A story about a blind girl
Last Friday I had a coffee with a girl, named G. She is very special. She gives out this kind of energy that if energy was plushy, her energy would be a big soft warm bear. She is sweet and very gentle. She is blind, but you could not tell if you look at her.
We met in a Phuc Long tea shop near NEU. The weather was perfect for a meetup. She kept telling me “The weather is so nice. I wish it stays like this all the time”. And then we bought fruit tea and sat down to a small table next to the AC because it was warm inside. I told her that “Hey, if I say something that saddens you, or offends you, please tell me and forgive me because I’ve never talked to a blind person before”. “That’s ok, we know you don’t mean that”. She kept calling us - people who can see normally - “mắt sáng”, which means seeing eyes.
Education is not for everyone
G has been blind ever since she was born. No one knows why she was born that way. No one in her family got that. Her sister was born with normal vision.
We also talked a lot about Chinese love novels, like how both of us indulged ourselves in reading these and actually felt happy reading that. We then talked about how the disabled children learned in secondary school Nguyen Dinh Chieu, that this school is now a privilege to only children living in Hanoi, and how hard it was to get submitted into a high school in Hanoi.
Not all high schools in Hanoi supports disabled students because it requires special training and equipment to educate them, not to mention blind ones. She wanted to enter Thang Long High School, but the Department of Education and Training told her that she had to receive the agreement from the principal. At that time, the principal of Thang Long High School was thay Dung, who agreed to have a talk with her. He asked about her grades during the secondary school and her hobbies. It turned out that they both had a common interest in pottery and they had a long chat about that. After that talk, he approved her entrance into the school.

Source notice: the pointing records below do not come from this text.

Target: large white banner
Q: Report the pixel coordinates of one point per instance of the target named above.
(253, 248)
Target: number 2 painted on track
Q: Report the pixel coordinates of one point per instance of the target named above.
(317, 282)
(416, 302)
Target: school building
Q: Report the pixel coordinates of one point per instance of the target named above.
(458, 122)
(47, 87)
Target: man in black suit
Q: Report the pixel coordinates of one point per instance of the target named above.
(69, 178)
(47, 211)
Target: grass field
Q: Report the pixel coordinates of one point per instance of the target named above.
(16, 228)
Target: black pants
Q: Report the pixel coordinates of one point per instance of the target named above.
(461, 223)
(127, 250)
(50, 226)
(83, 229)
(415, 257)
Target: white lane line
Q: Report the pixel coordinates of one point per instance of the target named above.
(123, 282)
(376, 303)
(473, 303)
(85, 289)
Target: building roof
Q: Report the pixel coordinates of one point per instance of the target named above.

After 3 years, she then passed the entrance exam to University of Social Sciences and Humanities and now is studying her master degree there. She is also applying for an Australian scholarship to study wellbeing and happiness. She told me that she wanted to see the world in another country, how it is like to live in a country that is very supportive to disabled people.
A stupid prejudice
I told her that her energy was very warm and positive, because I had had a prejudice that blind people are always sad (!). I chucked this thought until I met her. She said “No we are not sad at all. In the opposite, we are very happy and cheerful. People think that it is sad in our world because we cannot see. The truth is we were born this way, and we don’t feel sorry for ourselves at all. We enjoy life in our own way, and people don’t understand that. If one person was born blind, he is still happy to be able to talk, to feel, compared to a person who was born with sighted eyes and then got blind, this person would feel much miserable and desperate. Same result but different journey. It is about the mindset”.

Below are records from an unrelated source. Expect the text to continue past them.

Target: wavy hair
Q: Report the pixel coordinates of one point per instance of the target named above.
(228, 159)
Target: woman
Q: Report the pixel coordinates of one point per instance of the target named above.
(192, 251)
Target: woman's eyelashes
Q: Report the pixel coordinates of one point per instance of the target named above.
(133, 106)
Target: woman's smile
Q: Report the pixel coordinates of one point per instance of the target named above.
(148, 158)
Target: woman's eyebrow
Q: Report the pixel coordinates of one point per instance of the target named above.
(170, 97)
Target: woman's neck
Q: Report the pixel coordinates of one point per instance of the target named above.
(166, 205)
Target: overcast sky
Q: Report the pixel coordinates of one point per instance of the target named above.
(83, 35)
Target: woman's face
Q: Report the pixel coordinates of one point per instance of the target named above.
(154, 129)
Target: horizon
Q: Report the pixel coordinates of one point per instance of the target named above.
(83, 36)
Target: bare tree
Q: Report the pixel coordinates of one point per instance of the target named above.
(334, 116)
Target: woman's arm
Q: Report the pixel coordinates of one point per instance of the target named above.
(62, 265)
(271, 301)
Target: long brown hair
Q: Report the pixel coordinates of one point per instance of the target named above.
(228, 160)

That is so true. One sees that he gains more, the other sees that he just loses something. It’s such pure wisdom.
We then talked about how she managed to read books with technology and the struggles she had with downloading new books and reading science materials ever since b-ok got taken down (I was very sad as well, but there’s an alternative).

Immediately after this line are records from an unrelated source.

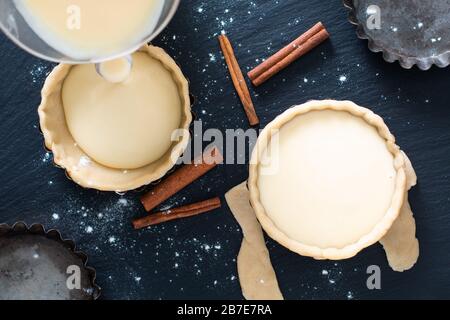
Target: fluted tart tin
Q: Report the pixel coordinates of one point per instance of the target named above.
(36, 264)
(412, 32)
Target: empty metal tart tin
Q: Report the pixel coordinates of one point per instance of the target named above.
(413, 32)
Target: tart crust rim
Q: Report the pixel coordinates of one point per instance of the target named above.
(53, 84)
(378, 231)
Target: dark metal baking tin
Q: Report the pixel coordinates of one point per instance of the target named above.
(34, 265)
(413, 32)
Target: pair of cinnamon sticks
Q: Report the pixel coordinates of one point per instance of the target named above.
(175, 182)
(270, 67)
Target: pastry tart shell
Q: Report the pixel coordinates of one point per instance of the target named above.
(88, 173)
(383, 225)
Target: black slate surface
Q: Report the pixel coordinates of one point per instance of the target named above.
(195, 258)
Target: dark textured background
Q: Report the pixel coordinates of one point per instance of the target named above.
(195, 258)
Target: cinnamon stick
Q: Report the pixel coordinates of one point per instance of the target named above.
(238, 80)
(182, 178)
(286, 56)
(178, 213)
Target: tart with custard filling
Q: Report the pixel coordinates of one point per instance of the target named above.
(327, 179)
(117, 136)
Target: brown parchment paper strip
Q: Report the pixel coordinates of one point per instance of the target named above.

She learned letters with braille (chữ nổi) and she told me that it took 10 books of braille just to learn Literature when she was in primary school, and each book costs 300k! So to learn just one subject, it costs like 3 million VND! Also a brille typewriter costs more 300 million VND! People with visual impairment are usually not in good wealth, but education for them is even more expensive than normal people. Even the teachers in her university encounter difficulties in finding books for her because her screen reader can only read Word files.
She said “People are used to thinking that we can only do jobs like massage, making toothpicks, but actually we are more capable than that”. I could feel a slight pain and bitterness in her voice, that this society is not designed to be friendly with visually impaired people and they have to struggle to get the knowledge and learn the knowledge. Why does knowledge have to be so expensive and out of reach for a vulnerable group?
Asking for help
We bid each other goodbye but I know this will not be the last time we met. I want to know more about herself and her community, find a way that I can help them.
I am also looking for a blogging platform that is accessible to people with visual impairment by using shortcuts on keyboard. These human beings have their own voices and they want to share it with the world. So please share if you know 🙏. Thank you!